The city today is a complex landscape of commercial and governmental interests that traverse both the physical and the digital. This is powered by an underlying network of infrastructure. While giving form to the surfaces we experience on a local level, the underbelly of our cities entangles us in a web of resources, energy, resources, power structures and impact far beyond our sight and reach. Within this condition of extractivist capitalism, art occupies a potentially powerful place beyond the functional.
The Infrastructure of the Artwork is a research project investigating the position of art within this condition as both hazard and opportunity. It is based on an understanding of the infrastructural as a naturally shared space between artwork and its context. Many of the same materials and strategies, logistics and communications systems are utilized in the artmaking process as in the manufacturing and organizing of other sections of society. However, to make an artwork which stands apart from society’s functions, the path through the infrastructural space must be laid in the act of walking it.
How do we build a city? How do we make an artwork?
I will examine the city and the artwork as parallel, interconnected entities. As the city is a multi-layered condition defying the idea of what constitutes a place, the artwork also plays multiple roles and tasks beyond its framework. It is experience, cultural capital, and commodity, or just another stage in the lifecycle of materials. But it is also a possibility for alternative solutions and critical activation.
In thinking through the infrastructural, I will investigate how the energy, power structures and resources that make the artwork possible, become inherent parts of its form. In response to the climate crisis, fuelled by commercial and governmental interests, and enabled by infrastructure, I will search for ways the artwork can harness its own infrastructural power to fight back. Utilizing the creative generativity of the ordinary in sculpture, video and collaborative processes, I aim to develop models for an expanded artwork which can activate its context through its production, exhibition and continued afterlife.
Marte Eknæs’ practice is largely context based, and she often works collaboratively and cross-disciplinary in sculpture, text, video and content based environments. Selected exhibitions and projects by Eknæs include Kunsthall Oslo; Between Bridges, London; Bonner Kunstverein, Bonn; Kunstnerforbundet, Oslo; What Pipeline; Detroit; Trondheim Kunstmuseum; Kunsthall Stavanger, Efremidis, Berlin and Skulpturenpark Köln, which is currently on view. She is the founder of the transdisciplinary web platform formsofflexibility.space (FOF)
Artistic Research Autumn Forum 2024
3rd presentation
Thinking through the infrastructural
The infrastructural is a naturally shared space between artwork and its context. Many of the same materials and strategies, logistical and communications systems are utilized in the artmaking process as in the manufacturing and organizing of other sections of society. However, to make an artwork which stands apart from society’s functions, the path through this infrastructural space must be laid in the act of walking it.
In thinking through the infrastructural, my aim is to find ways these situations, elements and processes that makes the artwork possible, can become inherent parts of its form. In utilizing the creative generativity of the ordinary, the artwork can activate its context beyond its moment of display.
In my presentation I will describe ways I explore this idea in two sculptural projects and through changes in the engagement with the art space.
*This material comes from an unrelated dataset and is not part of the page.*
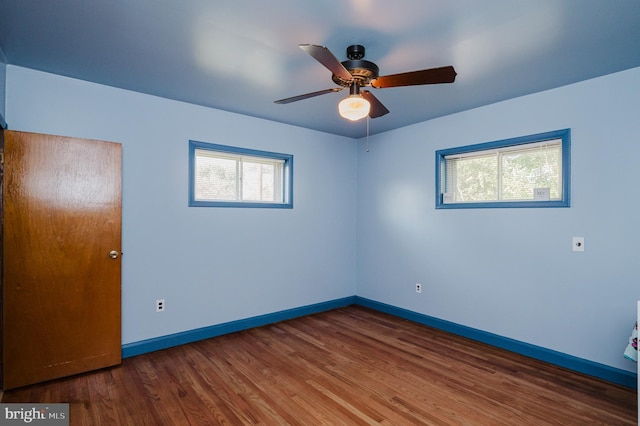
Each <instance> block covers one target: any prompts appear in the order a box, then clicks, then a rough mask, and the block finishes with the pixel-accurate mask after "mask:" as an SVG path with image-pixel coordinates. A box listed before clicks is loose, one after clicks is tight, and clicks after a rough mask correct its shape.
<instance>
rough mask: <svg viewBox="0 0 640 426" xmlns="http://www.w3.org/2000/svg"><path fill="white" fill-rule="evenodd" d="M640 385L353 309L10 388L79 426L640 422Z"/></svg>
mask: <svg viewBox="0 0 640 426" xmlns="http://www.w3.org/2000/svg"><path fill="white" fill-rule="evenodd" d="M636 401H637V400H636V391H635V390H633V389H628V388H625V387H621V386H617V385H613V384H611V383H607V382H604V381H600V380H598V379H594V378H591V377H587V376H584V375H581V374H577V373H573V372H570V371H568V370H565V369H562V368H559V367H555V366H552V365H549V364H546V363H542V362H539V361H535V360H532V359H530V358H526V357H523V356H520V355H517V354H513V353H510V352H507V351H503V350H500V349H497V348H494V347H491V346H488V345H484V344H480V343H477V342H473V341H469V340H467V339H464V338H461V337H458V336H455V335H451V334H448V333H445V332H441V331H438V330H434V329H432V328H429V327H426V326H423V325H419V324H415V323H412V322H409V321H406V320H402V319H399V318H395V317H393V316H390V315H386V314H383V313H379V312H375V311H372V310H368V309H366V308H362V307H356V306H350V307H347V308H342V309H337V310H334V311H330V312H324V313H320V314H316V315H311V316H307V317H303V318H298V319H294V320H290V321H285V322H281V323H278V324H273V325H269V326H264V327H260V328H256V329H252V330H246V331H242V332H239V333H233V334H230V335H226V336H221V337H216V338H213V339H208V340H204V341H200V342H196V343H192V344H188V345H183V346H180V347H175V348H171V349H166V350H163V351H158V352H153V353H149V354H144V355H140V356H137V357H133V358H127V359H125V360H124V361H123V363H122V365H121V366H118V367H113V368H109V369H104V370H100V371H97V372H93V373H88V374H84V375H79V376H74V377H71V378H68V379H61V380H57V381H53V382H48V383H45V384H40V385H35V386H30V387H25V388H21V389H17V390H12V391H5V393H4V396H3V397H2V402H32V403H47V402H50V403H55V402H68V403H70V420H71V421H70V423H71V425H92V426H93V425H109V426H112V425H136V426H140V425H153V426H157V425H219V424H223V425H246V424H263V425H286V424H291V425H372V424H376V425H378V424H382V425H482V426H485V425H536V426H539V425H586V424H594V425H636V424H637V423H636V422H637V420H636V412H637V411H636V410H637V405H636V404H637V402H636Z"/></svg>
I will also discuss my ongoing video project, which tells the story of an artwork going through an identity crisis due to its entanglement with infrastructure, as it searches for its role in the fight against climate collapse.
Circulation Realm: How do we grow an exhibition?
The Infrastructure of the Artwork is an investigation into the relationship between artwork and the urban context, in which these two are examined as parallel, interconnected entities. Infrastructure is seen as a shared space, giving root to both the conditions of a city and the meaning of an artwork. From these depths, I aim to find an expanded understanding of the meaning of the artwork, encompassing its production, exhibition and continued afterlife.
In my presentation I will share experiences from Circulation Realm, the first exhibition completed within this research framework. It is a collaboration with artists Michael Amstad and Nicolau Vergueiro and took place at ROM for kunst og arkitektur, Oslo Jan-Feb 2023. It was accompanied by the following descriptive text:
The exhibition’s budget, use of resources, social conditions, politics and the climate crisis are directly affected by the same mechanisms that govern the rest of society. The works reveal how technical, material and social conditions have created each of their own form.
The premise provided a fertile ground for ideas, and throughout the process we adapted to changes and adjusted our plans for the works to develop in a healthy way. These works are not ends, but bodies that need continued nourishment. Circulation Realm can therefore be seen as one (of several) harvest(s), shaped by the affordances of the host institution. In light of this, I will discuss individual works and the exhibition documents. What are the aesthetic and ethical challenges of growing an exhibition? And what might these complex material – social relationships offer for the next harvest?